Soy una persona muy visual, y en mi cabeza se ha establecido una conexión entre lo emocional y lo físico, las manos en este caso (quiero aclarar que yo tengo ambas manos y pies, y no trato de decir que mi realidad es más difícil o comparable a otras. No entiendo la realidad de ninguna otra persona, simplemente es un paralelismo que me sirve para entender mi situación). Imaginemos que el camino común del que hablaba antes es el hecho de tener dos manos, y que el objetivo de la vida sexual sana es cortar un diente de ajo. Así, las personas que tienen dos manos aprenden a cortar ajos de una manera similar, pero las personas con una sola mano, evidentemente, tendrán que aprender a hacerlo de otra manera desde el primer momento. Así es cómo yo me siento. Sin embargo, en este ejemplo está claro el objetivo, el instrumento que se tiene que usar y qué partes del cuerpo tiene la persona, pero en mi realidad no. Al no haber desarrollado una vida sexual antes del abuso no tengo ni idea de cuál es el objetivo. No sé si quiero cortar ajo o tengo que picarlo, de si es un ajo o una manzana, o igual es una calabaza. Además tampoco tengo ni idea de qué partes de mi cuerpo sí que conservo y cuáles no, esto cambia cada día. Hay días que los besos están bien, otros que una sola mirada me hace llorar, otros que creo que lo he superado todo y que en realidad me estoy montando una película, otros que siento que me quiero follar al mundo solo para ver si se me pasa ya toda esta mierda… y así.
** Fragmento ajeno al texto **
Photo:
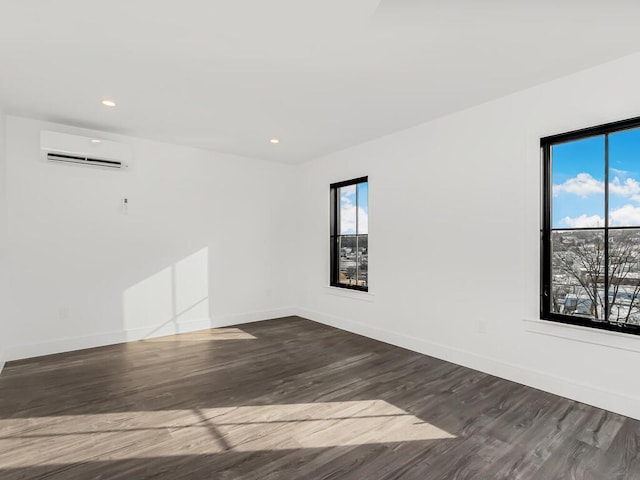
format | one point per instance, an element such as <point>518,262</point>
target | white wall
<point>3,238</point>
<point>202,244</point>
<point>212,239</point>
<point>454,240</point>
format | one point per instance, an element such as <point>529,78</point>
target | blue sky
<point>578,181</point>
<point>348,209</point>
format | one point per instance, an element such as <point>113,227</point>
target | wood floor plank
<point>292,399</point>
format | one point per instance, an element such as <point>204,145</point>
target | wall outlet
<point>482,326</point>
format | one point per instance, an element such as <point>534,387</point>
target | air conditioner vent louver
<point>74,149</point>
<point>57,157</point>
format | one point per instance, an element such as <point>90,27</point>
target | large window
<point>591,227</point>
<point>349,232</point>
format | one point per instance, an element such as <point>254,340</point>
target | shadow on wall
<point>174,300</point>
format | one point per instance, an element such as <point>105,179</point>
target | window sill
<point>576,333</point>
<point>347,293</point>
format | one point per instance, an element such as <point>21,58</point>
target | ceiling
<point>321,75</point>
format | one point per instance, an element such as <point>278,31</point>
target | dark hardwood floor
<point>292,399</point>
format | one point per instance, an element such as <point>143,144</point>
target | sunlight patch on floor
<point>201,431</point>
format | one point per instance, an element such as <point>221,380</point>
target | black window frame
<point>335,236</point>
<point>546,144</point>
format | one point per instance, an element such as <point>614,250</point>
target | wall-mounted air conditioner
<point>64,148</point>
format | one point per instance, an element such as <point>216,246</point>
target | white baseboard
<point>589,394</point>
<point>99,340</point>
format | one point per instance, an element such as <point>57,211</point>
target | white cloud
<point>583,221</point>
<point>617,171</point>
<point>348,219</point>
<point>625,216</point>
<point>582,185</point>
<point>628,188</point>
<point>348,213</point>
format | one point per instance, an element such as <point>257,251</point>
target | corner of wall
<point>3,236</point>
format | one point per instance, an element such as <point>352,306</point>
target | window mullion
<point>606,228</point>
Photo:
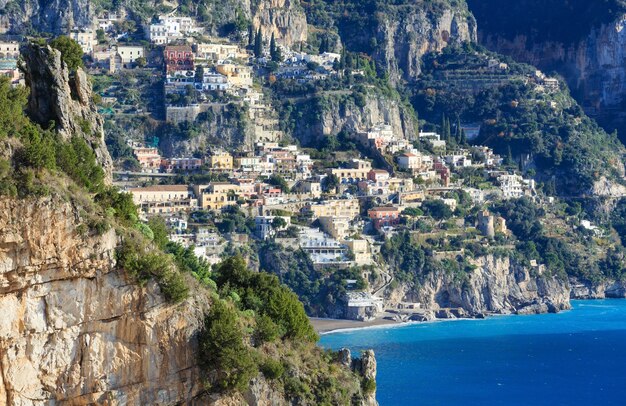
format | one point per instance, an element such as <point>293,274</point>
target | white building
<point>169,28</point>
<point>87,40</point>
<point>128,54</point>
<point>264,225</point>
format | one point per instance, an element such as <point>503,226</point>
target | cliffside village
<point>338,216</point>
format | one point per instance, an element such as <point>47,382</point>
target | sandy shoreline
<point>327,325</point>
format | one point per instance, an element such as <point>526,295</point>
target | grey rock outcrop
<point>409,32</point>
<point>592,66</point>
<point>340,113</point>
<point>602,290</point>
<point>496,285</point>
<point>73,329</point>
<point>283,18</point>
<point>56,96</point>
<point>54,16</point>
<point>230,127</point>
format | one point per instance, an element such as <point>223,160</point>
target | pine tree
<point>509,156</point>
<point>275,53</point>
<point>258,44</point>
<point>250,36</point>
<point>463,140</point>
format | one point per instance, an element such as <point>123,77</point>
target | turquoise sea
<point>576,357</point>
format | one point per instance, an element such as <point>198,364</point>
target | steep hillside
<point>582,40</point>
<point>396,33</point>
<point>284,18</point>
<point>101,308</point>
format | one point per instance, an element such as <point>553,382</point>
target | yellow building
<point>221,160</point>
<point>360,250</point>
<point>349,208</point>
<point>337,227</point>
<point>164,198</point>
<point>240,76</point>
<point>217,195</point>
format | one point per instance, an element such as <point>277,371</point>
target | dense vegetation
<point>256,320</point>
<point>322,292</point>
<point>564,144</point>
<point>537,19</point>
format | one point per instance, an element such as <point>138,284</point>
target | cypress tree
<point>250,36</point>
<point>275,53</point>
<point>258,44</point>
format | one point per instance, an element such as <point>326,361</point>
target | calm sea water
<point>571,358</point>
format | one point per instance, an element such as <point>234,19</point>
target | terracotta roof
<point>185,48</point>
<point>384,209</point>
<point>161,188</point>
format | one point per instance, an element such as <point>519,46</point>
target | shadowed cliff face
<point>496,285</point>
<point>65,100</point>
<point>73,329</point>
<point>581,40</point>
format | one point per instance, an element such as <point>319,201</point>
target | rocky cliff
<point>333,113</point>
<point>405,35</point>
<point>55,16</point>
<point>588,49</point>
<point>602,290</point>
<point>496,285</point>
<point>74,329</point>
<point>63,99</point>
<point>227,126</point>
<point>283,18</point>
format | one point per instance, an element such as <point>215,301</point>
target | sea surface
<point>576,357</point>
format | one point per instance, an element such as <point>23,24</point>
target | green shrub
<point>368,386</point>
<point>71,52</point>
<point>272,369</point>
<point>122,203</point>
<point>266,330</point>
<point>223,351</point>
<point>141,265</point>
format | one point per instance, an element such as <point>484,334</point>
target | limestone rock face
<point>606,289</point>
<point>73,329</point>
<point>339,115</point>
<point>404,37</point>
<point>496,285</point>
<point>593,67</point>
<point>284,18</point>
<point>64,100</point>
<point>53,16</point>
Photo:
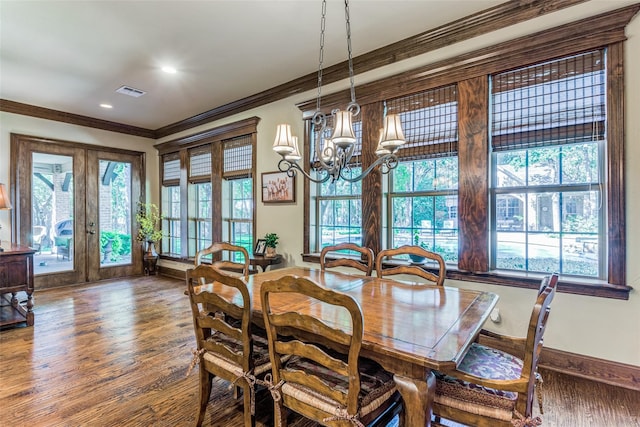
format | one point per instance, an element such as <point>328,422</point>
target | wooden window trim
<point>604,30</point>
<point>215,138</point>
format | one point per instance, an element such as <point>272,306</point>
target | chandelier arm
<point>388,161</point>
<point>292,168</point>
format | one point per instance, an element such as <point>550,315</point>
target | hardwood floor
<point>116,353</point>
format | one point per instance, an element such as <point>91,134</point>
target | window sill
<point>576,286</point>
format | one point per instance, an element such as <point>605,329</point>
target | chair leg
<point>205,394</point>
<point>279,414</point>
<point>249,419</point>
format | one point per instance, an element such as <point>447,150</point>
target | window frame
<point>470,71</point>
<point>216,138</point>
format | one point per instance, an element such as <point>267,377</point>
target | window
<point>237,190</point>
<point>423,195</point>
<point>538,143</point>
<point>338,207</point>
<point>171,204</point>
<point>208,189</point>
<point>200,199</point>
<point>548,134</point>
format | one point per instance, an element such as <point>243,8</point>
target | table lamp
<point>4,204</point>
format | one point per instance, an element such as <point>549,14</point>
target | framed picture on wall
<point>261,247</point>
<point>278,187</point>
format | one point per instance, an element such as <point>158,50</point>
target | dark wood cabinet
<point>16,275</point>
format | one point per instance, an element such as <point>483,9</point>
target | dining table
<point>410,328</point>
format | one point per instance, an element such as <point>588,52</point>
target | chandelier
<point>333,154</point>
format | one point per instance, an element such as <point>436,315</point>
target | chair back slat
<point>216,317</point>
<point>313,339</point>
<point>364,264</point>
<point>535,338</point>
<point>415,270</point>
<point>216,250</point>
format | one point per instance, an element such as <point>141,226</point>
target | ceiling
<point>71,56</point>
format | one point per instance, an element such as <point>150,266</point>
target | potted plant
<point>271,243</point>
<point>149,230</point>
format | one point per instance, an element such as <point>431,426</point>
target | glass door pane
<point>52,202</point>
<point>114,199</point>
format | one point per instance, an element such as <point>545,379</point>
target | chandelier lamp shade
<point>333,154</point>
<point>5,203</point>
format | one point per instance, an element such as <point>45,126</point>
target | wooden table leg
<point>418,398</point>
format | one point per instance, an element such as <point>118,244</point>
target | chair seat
<point>376,385</point>
<point>484,362</point>
<point>260,353</point>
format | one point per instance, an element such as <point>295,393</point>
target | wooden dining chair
<point>218,250</point>
<point>364,263</point>
<point>226,346</point>
<point>412,269</point>
<point>491,387</point>
<point>325,380</point>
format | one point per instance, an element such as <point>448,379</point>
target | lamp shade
<point>293,156</point>
<point>283,144</point>
<point>4,198</point>
<point>392,135</point>
<point>343,135</point>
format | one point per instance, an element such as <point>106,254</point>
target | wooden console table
<point>264,262</point>
<point>16,275</point>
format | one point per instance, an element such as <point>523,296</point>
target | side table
<point>16,275</point>
<point>150,263</point>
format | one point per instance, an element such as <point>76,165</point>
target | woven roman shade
<point>430,123</point>
<point>237,156</point>
<point>556,102</point>
<point>200,163</point>
<point>171,169</point>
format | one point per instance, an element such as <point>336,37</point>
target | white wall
<point>14,123</point>
<point>597,327</point>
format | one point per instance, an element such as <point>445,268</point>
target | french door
<point>76,206</point>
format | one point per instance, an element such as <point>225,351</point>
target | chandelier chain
<point>321,54</point>
<point>348,24</point>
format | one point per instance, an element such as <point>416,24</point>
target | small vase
<point>271,252</point>
<point>151,251</point>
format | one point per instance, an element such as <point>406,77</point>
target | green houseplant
<point>415,259</point>
<point>148,218</point>
<point>271,243</point>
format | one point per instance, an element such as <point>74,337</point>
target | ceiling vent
<point>131,91</point>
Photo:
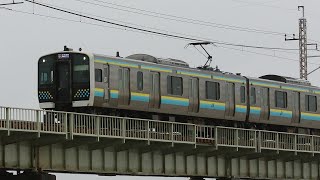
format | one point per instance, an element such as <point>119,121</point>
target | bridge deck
<point>65,130</point>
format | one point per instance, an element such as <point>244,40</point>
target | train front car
<point>64,81</point>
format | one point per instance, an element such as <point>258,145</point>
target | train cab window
<point>212,90</point>
<point>311,103</point>
<point>46,66</point>
<point>140,81</point>
<point>253,96</point>
<point>98,75</point>
<point>281,99</point>
<point>175,85</point>
<point>242,94</point>
<point>81,69</point>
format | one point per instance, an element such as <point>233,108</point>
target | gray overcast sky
<point>24,38</point>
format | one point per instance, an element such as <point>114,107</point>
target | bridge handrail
<point>73,124</point>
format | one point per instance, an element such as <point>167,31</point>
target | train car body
<point>141,84</point>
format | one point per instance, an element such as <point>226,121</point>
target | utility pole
<point>303,45</point>
<point>303,49</point>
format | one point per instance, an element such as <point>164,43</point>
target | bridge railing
<point>130,128</point>
<point>18,119</point>
<point>77,124</point>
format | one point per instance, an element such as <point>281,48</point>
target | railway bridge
<point>39,142</point>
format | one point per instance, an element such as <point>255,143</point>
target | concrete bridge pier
<point>6,175</point>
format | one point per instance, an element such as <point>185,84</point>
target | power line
<point>178,18</point>
<point>262,4</point>
<point>112,27</point>
<point>184,37</point>
<point>274,56</point>
<point>183,19</point>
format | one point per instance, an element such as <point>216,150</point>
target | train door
<point>265,104</point>
<point>296,107</point>
<point>155,90</point>
<point>106,82</point>
<point>230,99</point>
<point>63,87</point>
<point>124,86</point>
<point>194,95</point>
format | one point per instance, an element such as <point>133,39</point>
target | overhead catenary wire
<point>173,35</point>
<point>181,19</point>
<point>112,27</point>
<point>177,18</point>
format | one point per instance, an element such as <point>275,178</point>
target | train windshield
<point>81,69</point>
<point>46,66</point>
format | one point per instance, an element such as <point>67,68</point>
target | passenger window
<point>242,94</point>
<point>140,81</point>
<point>98,75</point>
<point>253,96</point>
<point>174,85</point>
<point>212,90</point>
<point>311,103</point>
<point>281,99</point>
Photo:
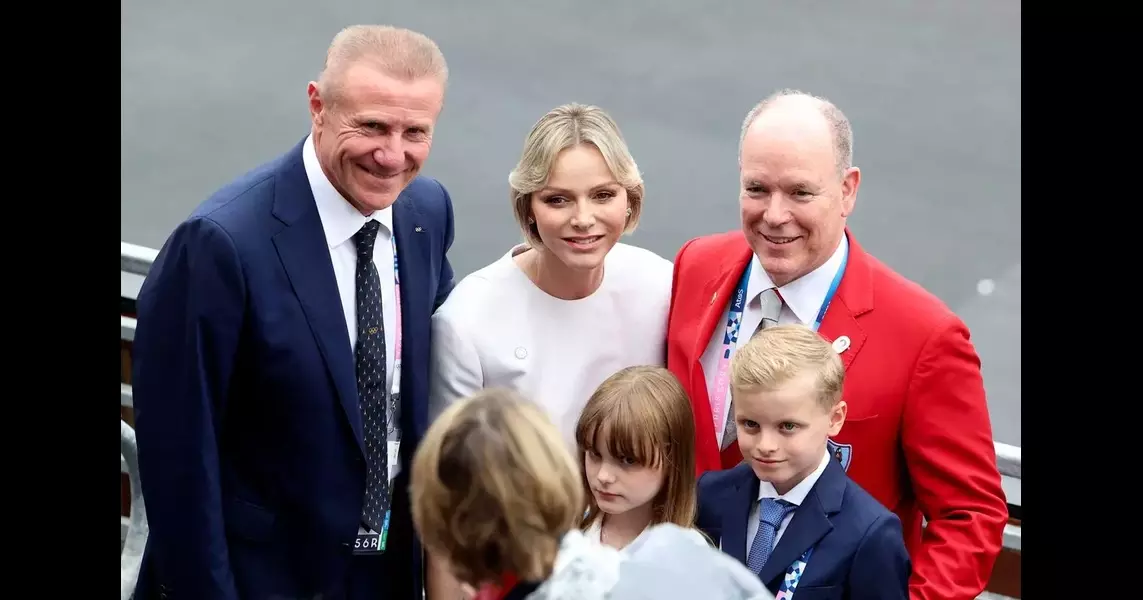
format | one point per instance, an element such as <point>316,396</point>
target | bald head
<point>804,119</point>
<point>399,53</point>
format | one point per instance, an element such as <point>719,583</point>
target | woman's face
<point>582,210</point>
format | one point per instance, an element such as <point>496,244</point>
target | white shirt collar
<point>338,217</point>
<point>804,295</point>
<point>797,494</point>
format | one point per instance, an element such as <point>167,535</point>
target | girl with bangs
<point>637,442</point>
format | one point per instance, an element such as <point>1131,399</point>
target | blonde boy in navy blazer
<point>788,511</point>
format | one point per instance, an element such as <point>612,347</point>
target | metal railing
<point>134,528</point>
<point>137,260</point>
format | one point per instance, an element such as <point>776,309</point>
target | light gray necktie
<point>772,308</point>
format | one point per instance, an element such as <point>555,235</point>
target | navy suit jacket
<point>858,549</point>
<point>250,453</point>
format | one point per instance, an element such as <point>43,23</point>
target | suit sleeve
<point>190,317</point>
<point>447,278</point>
<point>880,567</point>
<point>946,436</point>
<point>455,369</point>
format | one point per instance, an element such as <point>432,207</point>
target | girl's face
<point>617,482</point>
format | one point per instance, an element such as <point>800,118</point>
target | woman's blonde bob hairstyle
<point>561,128</point>
<point>494,488</point>
<point>644,414</point>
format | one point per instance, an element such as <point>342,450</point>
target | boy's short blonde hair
<point>494,488</point>
<point>780,353</point>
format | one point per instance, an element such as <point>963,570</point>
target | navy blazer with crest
<point>858,551</point>
<point>250,453</point>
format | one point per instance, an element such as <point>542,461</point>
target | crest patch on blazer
<point>842,453</point>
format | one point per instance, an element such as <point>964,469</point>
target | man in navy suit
<point>789,511</point>
<point>281,356</point>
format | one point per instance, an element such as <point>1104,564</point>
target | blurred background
<point>214,88</point>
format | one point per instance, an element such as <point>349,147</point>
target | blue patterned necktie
<point>769,518</point>
<point>369,356</point>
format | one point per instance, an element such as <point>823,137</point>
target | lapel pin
<point>841,344</point>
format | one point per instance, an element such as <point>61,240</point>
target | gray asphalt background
<point>213,88</point>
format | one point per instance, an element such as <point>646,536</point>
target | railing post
<point>135,541</point>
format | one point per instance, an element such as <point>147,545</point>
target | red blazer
<point>918,429</point>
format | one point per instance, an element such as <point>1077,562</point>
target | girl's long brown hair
<point>644,414</point>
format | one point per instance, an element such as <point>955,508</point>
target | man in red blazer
<point>918,436</point>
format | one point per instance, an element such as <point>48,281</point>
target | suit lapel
<point>810,522</point>
<point>304,253</point>
<point>413,254</point>
<point>719,292</point>
<point>716,294</point>
<point>741,501</point>
<point>854,298</point>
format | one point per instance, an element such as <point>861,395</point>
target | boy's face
<point>782,432</point>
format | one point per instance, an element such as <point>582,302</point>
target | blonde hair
<point>780,353</point>
<point>397,52</point>
<point>644,414</point>
<point>494,488</point>
<point>561,128</point>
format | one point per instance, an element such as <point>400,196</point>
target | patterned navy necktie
<point>369,354</point>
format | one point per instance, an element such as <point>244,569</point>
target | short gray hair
<point>561,128</point>
<point>399,53</point>
<point>838,122</point>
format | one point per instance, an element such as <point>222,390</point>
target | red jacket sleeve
<point>946,436</point>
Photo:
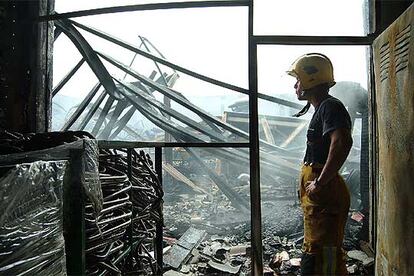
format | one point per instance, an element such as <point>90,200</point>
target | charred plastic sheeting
<point>31,223</point>
<point>105,234</point>
<point>21,148</point>
<point>120,238</point>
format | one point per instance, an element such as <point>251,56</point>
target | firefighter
<point>323,194</point>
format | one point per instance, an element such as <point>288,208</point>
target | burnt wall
<point>394,85</point>
<point>25,70</point>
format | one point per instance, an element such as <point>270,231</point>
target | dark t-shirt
<point>329,115</point>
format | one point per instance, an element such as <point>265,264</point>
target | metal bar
<point>123,122</point>
<point>256,214</point>
<point>188,105</point>
<point>236,200</point>
<point>160,223</point>
<point>102,115</point>
<point>132,144</point>
<point>132,48</point>
<point>146,7</point>
<point>170,112</point>
<point>119,108</point>
<point>89,55</point>
<point>92,111</point>
<point>313,40</point>
<point>67,77</point>
<point>57,32</point>
<point>81,107</point>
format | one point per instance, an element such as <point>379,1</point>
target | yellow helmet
<point>312,69</point>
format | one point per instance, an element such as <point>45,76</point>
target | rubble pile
<point>225,248</point>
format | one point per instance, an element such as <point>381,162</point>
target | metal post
<point>160,223</point>
<point>256,216</point>
<point>130,228</point>
<point>74,217</point>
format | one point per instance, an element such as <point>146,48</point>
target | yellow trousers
<point>325,213</point>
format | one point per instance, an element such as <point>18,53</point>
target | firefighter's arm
<point>341,143</point>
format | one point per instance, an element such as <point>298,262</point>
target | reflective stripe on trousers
<point>324,213</point>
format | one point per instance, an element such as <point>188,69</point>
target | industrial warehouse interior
<point>157,137</point>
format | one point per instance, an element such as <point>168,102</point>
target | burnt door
<point>394,78</point>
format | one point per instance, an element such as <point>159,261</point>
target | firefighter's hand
<point>311,187</point>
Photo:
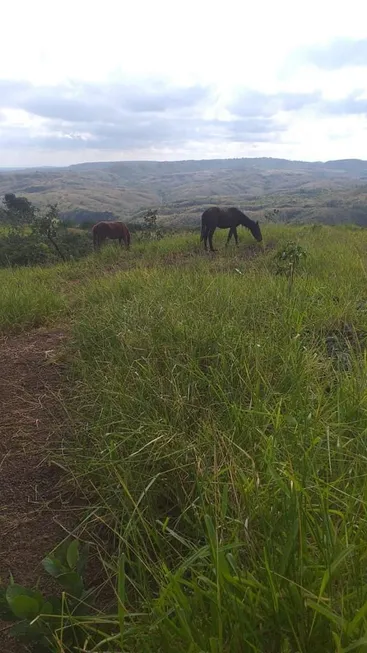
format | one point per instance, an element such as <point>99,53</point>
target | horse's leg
<point>231,231</point>
<point>235,235</point>
<point>210,235</point>
<point>205,237</point>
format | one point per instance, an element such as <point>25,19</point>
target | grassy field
<point>220,438</point>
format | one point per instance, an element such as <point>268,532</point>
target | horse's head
<point>256,232</point>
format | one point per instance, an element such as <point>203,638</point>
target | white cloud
<point>165,80</point>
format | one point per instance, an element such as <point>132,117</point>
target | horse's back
<point>211,215</point>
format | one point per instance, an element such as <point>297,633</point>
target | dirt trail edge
<point>31,419</point>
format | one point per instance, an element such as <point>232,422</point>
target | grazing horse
<point>114,230</point>
<point>226,219</point>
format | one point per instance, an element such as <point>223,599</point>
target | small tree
<point>150,224</point>
<point>47,226</point>
<point>18,212</point>
<point>288,259</point>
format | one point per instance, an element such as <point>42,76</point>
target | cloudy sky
<point>142,79</point>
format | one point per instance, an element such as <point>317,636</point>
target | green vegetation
<point>331,193</point>
<point>220,439</point>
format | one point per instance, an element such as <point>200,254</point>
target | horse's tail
<point>128,237</point>
<point>203,226</point>
<point>95,237</point>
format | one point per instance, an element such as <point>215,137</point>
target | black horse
<point>226,219</point>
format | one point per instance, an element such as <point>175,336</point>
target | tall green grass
<point>222,444</point>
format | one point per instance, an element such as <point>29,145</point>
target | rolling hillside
<point>331,192</point>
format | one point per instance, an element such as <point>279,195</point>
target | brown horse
<point>113,230</point>
<point>226,219</point>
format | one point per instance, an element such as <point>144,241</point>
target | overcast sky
<point>142,79</point>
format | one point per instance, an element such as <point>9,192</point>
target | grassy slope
<point>222,436</point>
<point>181,190</point>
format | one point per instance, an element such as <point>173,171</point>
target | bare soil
<point>34,511</point>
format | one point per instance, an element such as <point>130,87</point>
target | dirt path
<point>31,507</point>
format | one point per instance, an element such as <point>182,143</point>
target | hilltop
<point>330,192</point>
<point>199,421</point>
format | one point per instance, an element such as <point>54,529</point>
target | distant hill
<point>331,191</point>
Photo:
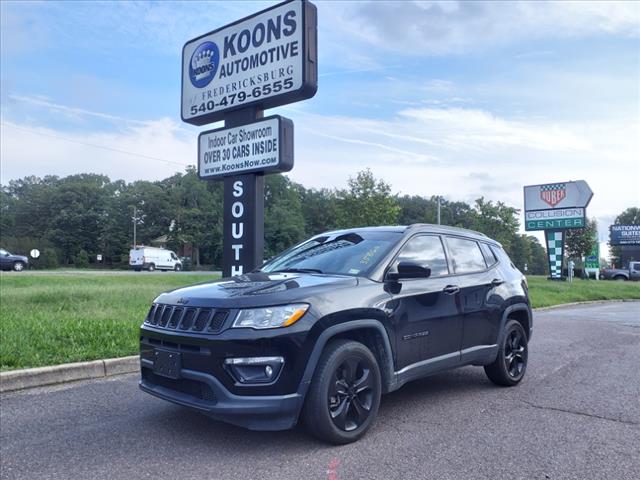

Me siento como si un día tuviera solo un dedo, al siguiente me hubiera crecido una mano pero a la altura del codo, al otro tal vez lo que no tuviera fueran muñecas… Estoy harta de intentar adivinar cada día que fue lo que me robó el monstruo. Cada día descubro que esto no es un problema, esto es parte de mi vida. Así de jodido. No lo voy a poder superar porque no me van a crecer unas manos estupendas con las que cortar ajos. Tendré que aprender a explorar caminos que rodeen la Nada y tendré que aprender cada día qué está roto hoy y que no. O igual se estabiliza. Yo qué sé. Me han robado una parte de mi ser que se entrelaza con cada segundo de realidad. Paro películas porque aparecen escenas de sexo, me salgo de conciertos porque los gemidos del cantante me parecen demasiado sexuales, no voy a clase porque estoy ocupada agarrándome la vagina para que nada pueda entrar… Y luego, cuando la gente me pregunta qué tal ando resulta que voy y miento. Creo que he dejado de mentir por vergüenza, creo que ahora miento porque gran parte de mi círculo no soportaría el enfrentarse a esta realidad.

Solo escribo para desahogarme porque está siendo muy duro buscar un camino lejos de la Nada, porque sé que en ese camino siempre habrá un precipicio desde el que se vea la maldita Nada y tendré que andarme toda mi vida con cuidado para no caer, porque estoy harta de callar cuando me preguntan, porque quiero gritarlo al mundo, porque no sé a qué se dedica él ni si tiene hijas ni si es entrenador de un equipo infantil, porque todo esto me da maldito asco.

No estás sola. Somos muchas, pero muchas nos escondemos para poder pensar a veces que tenemos dos manos.